The Confidential Statement of Formula (CSF) Form 8570-4 must be used. Two legible, signed
copies of the form are required.  Following are basic instructions:

      a. All the blocks on the form must be filled in and answered completely.

      b.     If any block is not applicable, mark it N/A.

      c.     The CSF must be signed, dated and the telephone number of the responsible party
             must be provided.

      d.     All applicable information which is on the product specific data submission must
             also be reported on the CSF.

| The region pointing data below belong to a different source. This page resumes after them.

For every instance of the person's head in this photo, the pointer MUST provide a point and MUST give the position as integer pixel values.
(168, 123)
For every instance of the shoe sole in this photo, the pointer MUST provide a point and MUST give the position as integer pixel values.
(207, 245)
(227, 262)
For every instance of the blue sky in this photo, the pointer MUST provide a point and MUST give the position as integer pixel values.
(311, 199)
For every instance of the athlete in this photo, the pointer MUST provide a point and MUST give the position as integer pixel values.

      e.     All weights reported under item 7 must be in pounds per gallon for liquids and
             pounds per cubic feet for solids.

      f.     Flashpoint must be in degrees Fahrenheit and flame extension in inches.

      g.     For all active ingredients, the EPA Registration Numbers for the currently
             registered source products must be reported under column 12.

      h.     The Chemical Abstracts Service (CAS)  Numbers for all actives and inerts and all
             common names for the trade names must be reported.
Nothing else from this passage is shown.